We received mixed feedback from staff about the safety of medicines within the service. One staff member raised concerns to us about the safety of some of the medicines practices within the service. Some of their concerns were corroborated by our own findings. Other staff raised no concerns. They described a good relationship with the GP and pharmacy and were able to describe the processes they followed to administer medicines and the records they kept in response. They were also able to appropriately describe the actions they would take should they make a medicines error. Two staff did raise concerns about the electronic medicines administration record (eMAR) which they felt was not always straightforward to use, didn’t meet the needs of the service and lacked functionality. Concerns were also raised that communication of medicines related information and learning was infrequent. We discussed this with the deputy manager who told us the eMAR system was being removed and paper records were to be maintained instead.

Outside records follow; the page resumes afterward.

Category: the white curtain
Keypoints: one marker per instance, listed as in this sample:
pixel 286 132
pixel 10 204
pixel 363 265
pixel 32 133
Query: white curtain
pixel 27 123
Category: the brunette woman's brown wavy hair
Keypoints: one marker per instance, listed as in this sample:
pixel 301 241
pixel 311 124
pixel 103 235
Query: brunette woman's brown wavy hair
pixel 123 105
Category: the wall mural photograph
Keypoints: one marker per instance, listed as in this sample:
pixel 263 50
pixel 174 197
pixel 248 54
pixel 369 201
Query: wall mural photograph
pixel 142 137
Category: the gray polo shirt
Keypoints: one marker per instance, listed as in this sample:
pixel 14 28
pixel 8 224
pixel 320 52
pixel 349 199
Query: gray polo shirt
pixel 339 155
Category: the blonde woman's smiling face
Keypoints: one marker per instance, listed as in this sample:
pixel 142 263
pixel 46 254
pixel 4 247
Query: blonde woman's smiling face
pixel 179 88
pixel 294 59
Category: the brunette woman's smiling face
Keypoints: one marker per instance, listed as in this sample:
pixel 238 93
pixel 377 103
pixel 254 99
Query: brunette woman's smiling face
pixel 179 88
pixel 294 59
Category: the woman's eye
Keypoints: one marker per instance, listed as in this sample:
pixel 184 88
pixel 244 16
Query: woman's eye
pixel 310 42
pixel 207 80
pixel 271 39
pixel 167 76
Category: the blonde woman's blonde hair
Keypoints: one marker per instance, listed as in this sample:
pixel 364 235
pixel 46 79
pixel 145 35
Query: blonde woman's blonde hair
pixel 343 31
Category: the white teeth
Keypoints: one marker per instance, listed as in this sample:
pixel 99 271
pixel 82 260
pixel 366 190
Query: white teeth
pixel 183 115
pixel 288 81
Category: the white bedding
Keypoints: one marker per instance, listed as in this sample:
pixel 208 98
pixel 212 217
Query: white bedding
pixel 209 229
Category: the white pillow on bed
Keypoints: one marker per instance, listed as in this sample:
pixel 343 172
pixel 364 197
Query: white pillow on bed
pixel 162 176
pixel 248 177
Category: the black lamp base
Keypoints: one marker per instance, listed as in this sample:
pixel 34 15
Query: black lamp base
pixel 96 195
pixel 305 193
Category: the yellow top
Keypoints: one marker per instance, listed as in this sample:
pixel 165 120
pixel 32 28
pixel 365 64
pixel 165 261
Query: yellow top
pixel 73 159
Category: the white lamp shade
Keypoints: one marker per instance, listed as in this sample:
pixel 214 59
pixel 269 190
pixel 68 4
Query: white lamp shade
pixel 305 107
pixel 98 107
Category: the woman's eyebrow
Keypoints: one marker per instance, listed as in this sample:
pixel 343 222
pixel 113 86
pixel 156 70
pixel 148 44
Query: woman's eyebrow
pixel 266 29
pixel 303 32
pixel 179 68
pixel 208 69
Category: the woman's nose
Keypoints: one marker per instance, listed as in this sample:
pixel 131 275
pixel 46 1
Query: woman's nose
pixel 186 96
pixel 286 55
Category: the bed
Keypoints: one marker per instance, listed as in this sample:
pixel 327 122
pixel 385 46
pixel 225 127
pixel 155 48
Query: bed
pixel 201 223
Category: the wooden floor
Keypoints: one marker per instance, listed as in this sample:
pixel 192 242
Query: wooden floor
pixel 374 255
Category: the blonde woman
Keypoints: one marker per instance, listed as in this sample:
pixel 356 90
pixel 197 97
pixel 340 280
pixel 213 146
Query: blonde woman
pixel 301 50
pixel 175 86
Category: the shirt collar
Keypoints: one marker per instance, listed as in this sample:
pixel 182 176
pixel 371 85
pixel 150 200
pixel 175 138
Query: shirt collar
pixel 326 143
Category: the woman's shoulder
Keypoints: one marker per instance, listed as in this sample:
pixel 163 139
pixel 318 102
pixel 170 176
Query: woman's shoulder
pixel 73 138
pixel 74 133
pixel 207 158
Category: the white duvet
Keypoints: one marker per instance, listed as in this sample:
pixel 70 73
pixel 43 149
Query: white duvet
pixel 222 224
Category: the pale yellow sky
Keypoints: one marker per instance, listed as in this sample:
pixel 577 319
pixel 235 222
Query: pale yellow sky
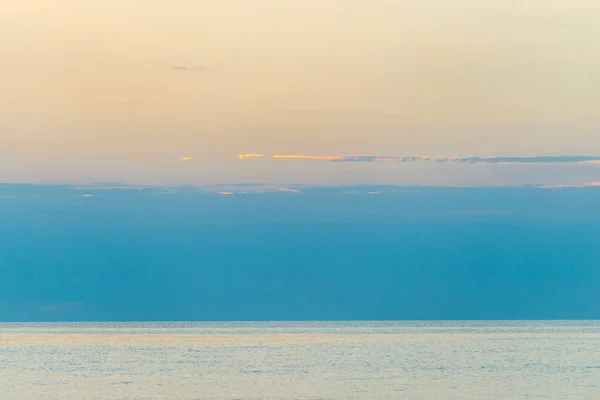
pixel 88 82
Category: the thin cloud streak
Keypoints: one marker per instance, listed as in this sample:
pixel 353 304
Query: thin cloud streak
pixel 437 159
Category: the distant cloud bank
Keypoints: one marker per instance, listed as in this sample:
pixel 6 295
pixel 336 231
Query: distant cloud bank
pixel 437 159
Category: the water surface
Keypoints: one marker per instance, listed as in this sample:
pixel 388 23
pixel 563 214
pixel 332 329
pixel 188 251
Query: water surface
pixel 301 360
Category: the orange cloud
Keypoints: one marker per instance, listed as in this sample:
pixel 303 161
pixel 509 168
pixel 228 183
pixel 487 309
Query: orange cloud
pixel 437 159
pixel 245 156
pixel 288 190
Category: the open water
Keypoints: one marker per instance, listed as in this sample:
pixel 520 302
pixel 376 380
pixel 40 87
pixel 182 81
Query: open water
pixel 316 360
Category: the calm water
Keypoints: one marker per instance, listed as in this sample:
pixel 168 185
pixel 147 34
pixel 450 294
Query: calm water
pixel 369 360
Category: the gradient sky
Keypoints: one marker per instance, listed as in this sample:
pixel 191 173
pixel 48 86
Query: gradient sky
pixel 87 86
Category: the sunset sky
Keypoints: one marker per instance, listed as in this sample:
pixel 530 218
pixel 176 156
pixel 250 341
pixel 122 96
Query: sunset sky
pixel 161 92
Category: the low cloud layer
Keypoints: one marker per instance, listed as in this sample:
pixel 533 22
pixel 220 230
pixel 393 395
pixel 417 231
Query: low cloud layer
pixel 436 159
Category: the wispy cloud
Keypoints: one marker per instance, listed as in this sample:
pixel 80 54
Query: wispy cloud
pixel 566 159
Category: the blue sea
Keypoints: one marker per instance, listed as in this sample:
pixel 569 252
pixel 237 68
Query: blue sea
pixel 301 360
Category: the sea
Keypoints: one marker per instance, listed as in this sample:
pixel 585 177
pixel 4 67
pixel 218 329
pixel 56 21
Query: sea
pixel 301 360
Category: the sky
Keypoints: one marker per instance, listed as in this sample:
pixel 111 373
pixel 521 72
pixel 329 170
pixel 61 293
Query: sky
pixel 284 159
pixel 338 253
pixel 171 92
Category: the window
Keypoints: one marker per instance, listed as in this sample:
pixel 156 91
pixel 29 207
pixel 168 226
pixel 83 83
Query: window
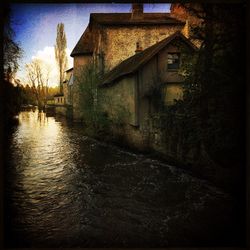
pixel 173 61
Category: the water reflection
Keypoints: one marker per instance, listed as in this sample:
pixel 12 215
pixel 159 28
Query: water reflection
pixel 65 189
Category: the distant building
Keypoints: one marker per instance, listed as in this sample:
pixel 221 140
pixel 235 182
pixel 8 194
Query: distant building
pixel 67 86
pixel 111 38
pixel 59 99
pixel 140 81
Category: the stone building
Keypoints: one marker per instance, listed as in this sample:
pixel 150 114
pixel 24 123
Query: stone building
pixel 111 38
pixel 138 84
pixel 67 86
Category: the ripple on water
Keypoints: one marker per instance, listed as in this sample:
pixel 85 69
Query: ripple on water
pixel 71 190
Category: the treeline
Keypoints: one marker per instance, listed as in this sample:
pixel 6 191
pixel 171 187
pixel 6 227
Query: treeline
pixel 213 107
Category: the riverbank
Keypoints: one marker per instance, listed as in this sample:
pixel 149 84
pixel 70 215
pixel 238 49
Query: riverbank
pixel 111 197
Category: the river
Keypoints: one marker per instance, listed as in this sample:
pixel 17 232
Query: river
pixel 63 189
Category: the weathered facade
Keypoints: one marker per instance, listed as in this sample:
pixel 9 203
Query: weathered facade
pixel 111 38
pixel 138 84
pixel 67 86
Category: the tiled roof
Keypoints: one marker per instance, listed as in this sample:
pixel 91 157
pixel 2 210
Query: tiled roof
pixel 125 19
pixel 69 69
pixel 84 45
pixel 132 64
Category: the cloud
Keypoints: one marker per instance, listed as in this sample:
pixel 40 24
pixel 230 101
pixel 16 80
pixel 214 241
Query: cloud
pixel 47 56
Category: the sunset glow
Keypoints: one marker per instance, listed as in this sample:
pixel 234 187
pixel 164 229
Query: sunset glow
pixel 35 28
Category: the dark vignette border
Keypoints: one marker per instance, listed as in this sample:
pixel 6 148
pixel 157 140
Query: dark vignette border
pixel 245 110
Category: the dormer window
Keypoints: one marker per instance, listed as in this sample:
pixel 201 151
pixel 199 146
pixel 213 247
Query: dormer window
pixel 173 61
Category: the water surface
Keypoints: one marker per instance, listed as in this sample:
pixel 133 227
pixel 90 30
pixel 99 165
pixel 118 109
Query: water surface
pixel 65 189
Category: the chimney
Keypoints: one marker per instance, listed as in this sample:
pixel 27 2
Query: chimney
pixel 138 48
pixel 137 10
pixel 186 30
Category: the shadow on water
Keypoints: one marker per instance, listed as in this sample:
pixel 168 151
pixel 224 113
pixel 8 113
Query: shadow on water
pixel 63 189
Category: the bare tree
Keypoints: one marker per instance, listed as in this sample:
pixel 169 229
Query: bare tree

Prior to the assessment, there had been a number of concerns raised with the Care Quality Commission about the management of medicines within the service. Our assessment found that some of these concerns were still happening. Medicines training had expired for some members of staff and a refresher not undertaken in line with the providers policy. Medicines competency assessments whilst undertaken lacked detail. The provider had medicines related policies in place. However, these were not comprehensive enough to ensure the safe use and management of medicines. Whilst staff were able to describe the actions, they would take in the event of a making an error, we were not assured all medicines incidents were recorded and appropriately investigated. Medicines were not reconciled according to national recommendations when people moved into the service, posing a risk people might be administered medicines at the wrong dose or administered medicines that they were no longer prescribed. The eMAR being used by the provider did not offer appropriate safety mechanisms or provide leaders with oversight as to the use of medicines within the service. Access to the eMAR was not always restricted to trained staff. We were not assured the person recorded as administering medicines, was the person that had administered them. Regular checks of medicines and audits were not in place to identify issues. Care planning, including information for ‘when required’ (PRN) medicines was not person centred and lacked detail. Records of prescriber’s instructions were not being retained and medicines were not always administered as the prescriber intended. For example, 1 person prescribed a twice daily dose of pain relief, was on 7 days given this medicine 3 times a day and on 3 days received this 4 times a day. Medicines were being pre-dispensed by the night staff for the day staff to administer the following morning. This is not safe or good practice.